The conversion table is the same as the one in this page: http://digitalmars.com/d/1.0/lisp-java-d.html


import std.stdio, std.string;
void main() {
    char[] text = "dssdadsdasdas".dup; // lots of MBs of pure 7 bit ASCII text
    auto tab =
maketrans("ejnqrwxdsyftamcivbkulopghzEJNQRWXDSYFTAMCIVBKULOPGHZ",

"0111222333445566677788899901112223334455666777888999");
    auto text2 = text.translate(tab, "\"");
    writeln(text2);
}


Using the new std.string.maketrans the code becomes something like:


import std.stdio, std.string, std.range;
void main() {
    char[] text = "dssdadsdasdas".dup; // lots of MBs of pure 7 bit ASCII text
    dchar[dchar] aa = ['A':'5', 'a':'5', 'B':'7', 'b':'7', 'C':'6', 'c':'6',
    'D':'3', 'd':'3', 'E':'0', 'e':'0', 'F':'4', 'f':'4', 'G':'9', 'g':'9',
    'H':'9', 'h':'9', 'I':'6', 'i':'6', 'J':'1', 'j':'1', 'K':'7', 'k':'7',
    'L':'8', 'l':'8', 'M':'5', 'm':'5', 'N':'1', 'n':'1', 'O':'8', 'o':'8',
    'P':'8', 'p':'8', 'Q':'1', 'q':'1', 'R':'2', 'r':'2', 'S':'3', 's':'3',
    'T':'4', 't':'4', 'U':'7', 'u':'7', 'V':'6', 'v':'6', 'W':'2', 'w':'2',
    'X':'2', 'x':'2', 'Y':'3', 'y':'3', 'Z':'9', 'z':'9'];
    auto text3 = text.translate(aa, "\"");
    writeln(text3);
}


The code with the associative array is _uglier_, _longer_ to write and read, and every char in the original string requires one or two associative array lookups. This is quite inefficient for sizeable ASCII strings.
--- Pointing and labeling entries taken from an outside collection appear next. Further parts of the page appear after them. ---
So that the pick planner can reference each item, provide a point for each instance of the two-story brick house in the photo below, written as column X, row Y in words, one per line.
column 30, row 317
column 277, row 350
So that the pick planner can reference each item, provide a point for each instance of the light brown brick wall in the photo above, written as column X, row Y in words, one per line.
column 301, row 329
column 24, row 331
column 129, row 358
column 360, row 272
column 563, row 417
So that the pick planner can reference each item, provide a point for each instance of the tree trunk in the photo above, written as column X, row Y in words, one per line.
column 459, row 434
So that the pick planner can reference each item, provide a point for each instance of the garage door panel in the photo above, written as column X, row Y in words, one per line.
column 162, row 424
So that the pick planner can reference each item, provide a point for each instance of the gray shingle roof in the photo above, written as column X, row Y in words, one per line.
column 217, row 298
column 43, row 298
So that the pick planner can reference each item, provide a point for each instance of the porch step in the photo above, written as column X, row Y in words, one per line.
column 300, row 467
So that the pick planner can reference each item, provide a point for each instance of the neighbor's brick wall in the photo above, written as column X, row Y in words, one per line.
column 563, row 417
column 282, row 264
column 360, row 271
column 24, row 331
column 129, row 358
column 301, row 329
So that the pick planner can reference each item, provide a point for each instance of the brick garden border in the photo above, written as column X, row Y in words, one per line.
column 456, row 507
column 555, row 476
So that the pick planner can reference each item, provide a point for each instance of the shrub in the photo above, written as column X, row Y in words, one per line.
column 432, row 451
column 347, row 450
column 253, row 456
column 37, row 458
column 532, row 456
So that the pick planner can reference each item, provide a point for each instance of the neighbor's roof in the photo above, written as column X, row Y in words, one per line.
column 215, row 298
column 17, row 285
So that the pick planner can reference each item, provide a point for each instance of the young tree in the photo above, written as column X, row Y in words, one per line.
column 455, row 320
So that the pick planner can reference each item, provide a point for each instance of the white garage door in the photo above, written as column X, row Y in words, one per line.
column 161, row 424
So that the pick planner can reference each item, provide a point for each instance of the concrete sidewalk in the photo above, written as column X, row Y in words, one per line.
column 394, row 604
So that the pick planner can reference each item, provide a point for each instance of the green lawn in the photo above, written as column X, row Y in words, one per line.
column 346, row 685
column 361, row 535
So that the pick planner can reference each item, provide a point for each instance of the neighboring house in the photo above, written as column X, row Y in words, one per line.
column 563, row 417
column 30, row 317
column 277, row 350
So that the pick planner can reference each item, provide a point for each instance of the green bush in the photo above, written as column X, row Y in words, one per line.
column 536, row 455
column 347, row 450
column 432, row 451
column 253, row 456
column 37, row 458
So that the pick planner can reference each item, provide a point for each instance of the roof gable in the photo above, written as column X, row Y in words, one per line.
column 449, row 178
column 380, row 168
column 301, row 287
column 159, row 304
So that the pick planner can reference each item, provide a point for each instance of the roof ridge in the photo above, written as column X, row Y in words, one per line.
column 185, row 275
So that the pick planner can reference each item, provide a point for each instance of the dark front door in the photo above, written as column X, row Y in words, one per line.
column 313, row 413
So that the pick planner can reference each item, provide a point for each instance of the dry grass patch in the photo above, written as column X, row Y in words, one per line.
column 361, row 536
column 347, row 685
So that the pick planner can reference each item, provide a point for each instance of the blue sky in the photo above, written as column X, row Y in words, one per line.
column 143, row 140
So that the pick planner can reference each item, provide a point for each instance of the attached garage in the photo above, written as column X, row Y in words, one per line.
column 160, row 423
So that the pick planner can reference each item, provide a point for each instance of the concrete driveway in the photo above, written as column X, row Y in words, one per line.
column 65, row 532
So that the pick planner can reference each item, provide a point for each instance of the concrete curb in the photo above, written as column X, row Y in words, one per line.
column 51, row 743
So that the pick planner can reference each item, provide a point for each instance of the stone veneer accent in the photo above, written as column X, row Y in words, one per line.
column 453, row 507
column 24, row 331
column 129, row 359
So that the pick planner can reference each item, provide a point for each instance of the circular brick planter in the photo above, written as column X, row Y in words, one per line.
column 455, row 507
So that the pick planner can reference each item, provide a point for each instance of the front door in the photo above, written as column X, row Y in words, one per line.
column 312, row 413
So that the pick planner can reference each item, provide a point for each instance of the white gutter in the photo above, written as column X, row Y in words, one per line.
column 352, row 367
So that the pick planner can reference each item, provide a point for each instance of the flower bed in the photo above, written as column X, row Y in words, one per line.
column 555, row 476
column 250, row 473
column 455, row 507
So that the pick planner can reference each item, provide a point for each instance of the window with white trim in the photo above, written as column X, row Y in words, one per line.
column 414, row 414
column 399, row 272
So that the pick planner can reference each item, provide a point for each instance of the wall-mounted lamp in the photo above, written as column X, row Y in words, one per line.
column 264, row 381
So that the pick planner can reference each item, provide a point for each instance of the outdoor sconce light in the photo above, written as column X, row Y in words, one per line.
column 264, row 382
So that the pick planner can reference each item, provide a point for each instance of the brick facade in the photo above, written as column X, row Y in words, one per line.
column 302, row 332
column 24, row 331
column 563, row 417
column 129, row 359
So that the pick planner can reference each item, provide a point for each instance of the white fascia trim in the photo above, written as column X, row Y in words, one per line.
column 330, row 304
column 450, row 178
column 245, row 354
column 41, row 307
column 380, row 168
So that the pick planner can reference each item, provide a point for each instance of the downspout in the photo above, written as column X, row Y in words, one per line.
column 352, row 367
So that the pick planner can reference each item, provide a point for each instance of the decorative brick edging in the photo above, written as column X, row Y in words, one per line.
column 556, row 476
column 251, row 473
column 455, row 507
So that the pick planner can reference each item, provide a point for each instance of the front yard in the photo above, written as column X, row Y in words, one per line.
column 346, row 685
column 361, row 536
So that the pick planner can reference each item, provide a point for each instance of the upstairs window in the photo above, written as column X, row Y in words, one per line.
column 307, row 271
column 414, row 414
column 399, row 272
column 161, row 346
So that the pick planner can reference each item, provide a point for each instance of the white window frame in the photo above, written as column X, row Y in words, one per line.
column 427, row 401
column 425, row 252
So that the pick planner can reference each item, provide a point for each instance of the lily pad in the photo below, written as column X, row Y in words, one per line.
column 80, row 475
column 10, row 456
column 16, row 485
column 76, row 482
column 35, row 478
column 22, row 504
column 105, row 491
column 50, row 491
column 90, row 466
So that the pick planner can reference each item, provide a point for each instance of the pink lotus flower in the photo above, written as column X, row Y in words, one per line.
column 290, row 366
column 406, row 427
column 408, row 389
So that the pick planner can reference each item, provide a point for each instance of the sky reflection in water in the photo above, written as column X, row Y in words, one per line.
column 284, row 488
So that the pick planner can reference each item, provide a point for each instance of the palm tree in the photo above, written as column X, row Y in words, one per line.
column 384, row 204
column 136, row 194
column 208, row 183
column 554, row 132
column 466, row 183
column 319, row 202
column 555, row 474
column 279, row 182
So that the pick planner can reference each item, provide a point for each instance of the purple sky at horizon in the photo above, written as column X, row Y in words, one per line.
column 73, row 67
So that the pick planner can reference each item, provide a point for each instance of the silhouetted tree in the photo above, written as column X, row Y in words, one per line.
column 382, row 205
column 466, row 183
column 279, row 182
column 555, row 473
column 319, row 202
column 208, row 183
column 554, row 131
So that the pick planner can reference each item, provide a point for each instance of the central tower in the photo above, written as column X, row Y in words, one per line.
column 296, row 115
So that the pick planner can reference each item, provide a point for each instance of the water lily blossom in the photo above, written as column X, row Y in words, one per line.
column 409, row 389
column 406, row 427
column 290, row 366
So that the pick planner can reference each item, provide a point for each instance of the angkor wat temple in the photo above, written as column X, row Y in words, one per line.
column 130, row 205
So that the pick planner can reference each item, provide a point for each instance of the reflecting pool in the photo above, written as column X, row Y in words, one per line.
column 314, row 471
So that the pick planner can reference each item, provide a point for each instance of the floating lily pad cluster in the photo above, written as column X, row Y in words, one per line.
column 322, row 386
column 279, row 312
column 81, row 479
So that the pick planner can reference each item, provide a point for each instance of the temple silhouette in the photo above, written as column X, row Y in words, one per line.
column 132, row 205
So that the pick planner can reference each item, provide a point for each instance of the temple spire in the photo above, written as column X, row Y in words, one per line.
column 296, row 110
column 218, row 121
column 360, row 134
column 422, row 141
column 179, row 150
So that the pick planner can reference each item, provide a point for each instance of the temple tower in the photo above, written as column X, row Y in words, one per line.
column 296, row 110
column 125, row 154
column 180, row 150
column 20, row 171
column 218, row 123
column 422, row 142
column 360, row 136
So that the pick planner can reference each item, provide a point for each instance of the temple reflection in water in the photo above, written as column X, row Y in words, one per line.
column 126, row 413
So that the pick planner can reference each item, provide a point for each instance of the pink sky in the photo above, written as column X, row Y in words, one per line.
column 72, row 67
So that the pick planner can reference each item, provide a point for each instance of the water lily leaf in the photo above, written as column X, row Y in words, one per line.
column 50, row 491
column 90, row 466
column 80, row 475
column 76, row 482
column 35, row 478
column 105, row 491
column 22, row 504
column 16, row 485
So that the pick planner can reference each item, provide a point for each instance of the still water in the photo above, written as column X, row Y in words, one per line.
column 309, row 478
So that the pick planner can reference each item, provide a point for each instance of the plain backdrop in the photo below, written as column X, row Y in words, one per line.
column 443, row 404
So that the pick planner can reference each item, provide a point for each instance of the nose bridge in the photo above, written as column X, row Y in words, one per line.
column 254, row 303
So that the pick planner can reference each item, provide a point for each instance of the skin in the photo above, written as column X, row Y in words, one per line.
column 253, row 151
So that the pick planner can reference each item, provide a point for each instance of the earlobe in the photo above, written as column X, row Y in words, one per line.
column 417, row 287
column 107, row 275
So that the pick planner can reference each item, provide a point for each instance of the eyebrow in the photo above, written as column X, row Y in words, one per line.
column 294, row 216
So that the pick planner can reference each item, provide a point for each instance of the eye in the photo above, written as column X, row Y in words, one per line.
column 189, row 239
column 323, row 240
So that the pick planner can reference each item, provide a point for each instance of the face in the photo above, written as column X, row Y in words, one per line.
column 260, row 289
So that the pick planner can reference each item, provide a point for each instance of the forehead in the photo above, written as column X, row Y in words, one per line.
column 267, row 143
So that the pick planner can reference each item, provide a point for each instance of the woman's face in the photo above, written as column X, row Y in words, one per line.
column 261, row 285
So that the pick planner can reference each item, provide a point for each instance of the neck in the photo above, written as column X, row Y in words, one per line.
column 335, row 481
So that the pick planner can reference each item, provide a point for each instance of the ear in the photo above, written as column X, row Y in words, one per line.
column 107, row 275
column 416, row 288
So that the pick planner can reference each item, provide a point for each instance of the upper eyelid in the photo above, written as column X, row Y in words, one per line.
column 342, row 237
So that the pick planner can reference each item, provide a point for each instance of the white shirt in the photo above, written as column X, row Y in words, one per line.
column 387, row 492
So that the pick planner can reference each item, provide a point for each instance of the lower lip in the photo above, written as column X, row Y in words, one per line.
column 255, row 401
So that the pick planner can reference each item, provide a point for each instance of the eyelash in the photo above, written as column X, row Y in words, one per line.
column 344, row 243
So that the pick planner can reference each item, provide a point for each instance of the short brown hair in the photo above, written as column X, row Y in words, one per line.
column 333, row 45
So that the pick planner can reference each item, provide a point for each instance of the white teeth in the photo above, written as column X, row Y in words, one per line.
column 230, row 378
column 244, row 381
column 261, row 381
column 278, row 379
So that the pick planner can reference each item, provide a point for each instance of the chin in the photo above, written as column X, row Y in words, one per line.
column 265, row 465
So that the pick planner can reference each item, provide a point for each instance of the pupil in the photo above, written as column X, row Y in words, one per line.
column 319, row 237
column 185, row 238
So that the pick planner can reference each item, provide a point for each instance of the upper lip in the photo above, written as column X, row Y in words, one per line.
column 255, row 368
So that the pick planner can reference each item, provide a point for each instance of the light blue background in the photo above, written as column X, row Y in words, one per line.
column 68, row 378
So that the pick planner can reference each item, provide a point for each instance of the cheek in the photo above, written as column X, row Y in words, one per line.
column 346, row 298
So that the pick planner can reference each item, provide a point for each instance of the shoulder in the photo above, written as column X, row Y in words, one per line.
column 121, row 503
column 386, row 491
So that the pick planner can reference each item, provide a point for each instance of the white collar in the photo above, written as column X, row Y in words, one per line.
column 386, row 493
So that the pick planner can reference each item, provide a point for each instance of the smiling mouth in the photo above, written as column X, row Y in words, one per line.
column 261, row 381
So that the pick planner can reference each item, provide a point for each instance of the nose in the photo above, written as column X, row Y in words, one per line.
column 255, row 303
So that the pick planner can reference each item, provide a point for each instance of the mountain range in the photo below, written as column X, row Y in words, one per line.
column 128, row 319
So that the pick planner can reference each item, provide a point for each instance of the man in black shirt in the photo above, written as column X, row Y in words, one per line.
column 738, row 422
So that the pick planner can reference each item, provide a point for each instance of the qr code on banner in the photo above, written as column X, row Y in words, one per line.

Jonathan M Davis has asked me a benchmark:

> Do you have data to backup that there is a significant speed difference?

So I have written the following small benchmark, it contains both the URL to the test data (bible) and the timings I am seeing on a slow PC. If your PC is faster feel free to use it on more data (creating a larger input file on disk, concatenating many copies of the same test data). If you see bugs in the benchmark please tell me.

Notes:
- version3 uses the old translate;
- version4 uses the new translate;
- version1InPlace is a reference point, it works in-place;
- version2InPlace is similar, uses a linear scan for the chars to remove, and
it seems a bit slower than version1InPlace (probably because the small deltab
array fits well in the L1 cache).

If both the benchmark and the timings are correct, the old translate seems almost 5 times faster than the new one (and this is not strange, the new translate performs two associative array lookups for each char of the input string).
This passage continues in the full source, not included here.